UK investors continued to desert retail funds in September, withdrawing £7.6bn amid volatile markets and a looming recession.
The high volume of sales, which marked the second-worst month for funds in the UK after March 2021, was centered on equity funds which saw £5bn redeemed according to the Investment Association.
September, which saw the introduction of the “mini” Budget and subsequent chaos in bond and currency markets in the UK, marked the eighth month of outflows for the nation's funds, which have seen £22bn withdrawn so far this year.
The year-to-date has seen a reversal in the low-rate, low-inflation environment investors have enjoyed for over a decade.
Funds under management and sales in the UK in September
Funds Under Management
Net Retail Sales
|Net Institutional Sales|
Source: Investment Association
This has triggered rising interest rates across global markets, leading to sluggish economic growth and concerns about an incoming recession.

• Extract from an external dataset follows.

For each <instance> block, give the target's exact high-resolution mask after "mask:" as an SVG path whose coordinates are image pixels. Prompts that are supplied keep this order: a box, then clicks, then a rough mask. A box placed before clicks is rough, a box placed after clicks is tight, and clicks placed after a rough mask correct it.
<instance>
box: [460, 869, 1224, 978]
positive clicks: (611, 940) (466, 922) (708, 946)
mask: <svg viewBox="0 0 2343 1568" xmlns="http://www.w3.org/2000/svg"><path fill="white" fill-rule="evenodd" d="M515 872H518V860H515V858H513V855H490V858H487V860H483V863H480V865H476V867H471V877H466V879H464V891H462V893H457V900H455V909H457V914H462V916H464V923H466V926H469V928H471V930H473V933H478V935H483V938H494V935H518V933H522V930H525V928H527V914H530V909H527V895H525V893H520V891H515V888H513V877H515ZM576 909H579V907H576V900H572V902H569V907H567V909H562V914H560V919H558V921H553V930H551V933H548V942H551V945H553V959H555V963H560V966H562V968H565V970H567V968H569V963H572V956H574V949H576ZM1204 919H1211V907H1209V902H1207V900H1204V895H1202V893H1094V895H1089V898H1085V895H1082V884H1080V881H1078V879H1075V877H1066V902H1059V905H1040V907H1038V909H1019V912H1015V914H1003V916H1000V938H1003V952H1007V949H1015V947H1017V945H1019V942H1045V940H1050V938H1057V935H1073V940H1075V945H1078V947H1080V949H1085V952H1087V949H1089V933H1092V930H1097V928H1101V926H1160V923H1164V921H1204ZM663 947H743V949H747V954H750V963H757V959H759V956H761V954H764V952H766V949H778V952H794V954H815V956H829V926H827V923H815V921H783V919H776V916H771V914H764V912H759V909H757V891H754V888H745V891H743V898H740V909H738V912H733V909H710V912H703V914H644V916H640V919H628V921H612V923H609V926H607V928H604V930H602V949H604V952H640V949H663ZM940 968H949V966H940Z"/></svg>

Chief executive of the IA, Chris Cummings, said: “The political and economic uncertainty over the last few months came to a head with the fiscal policy announced in the ‘mini budget’ in late September.
“We have seen outflows from funds in eight of the first nine months of 2022, and while volatile markets can provide opportunities, investors are still waiting for a period of relative market and economic stability.”
UK equity funds, which have suffered continuous outflows in recent years, saw outflows of £1.3bn.
Responsible investment funds saw their first month of outflows since February 2021, with £211mn flowing out, and tracker funds lost £264mn of investment.
The IA’s figures show some investors saw an opportunity in the cheap price of bonds in September.
UK gilt funds were the top best-selling sector in the month, with net sales of £412mn, followed by UK index-linked gilts with £202mn invested.
UK gilts bore the brunt of the “mini” Budget, the contents of which were mostly reneged weeks later after the cost of government debt soared.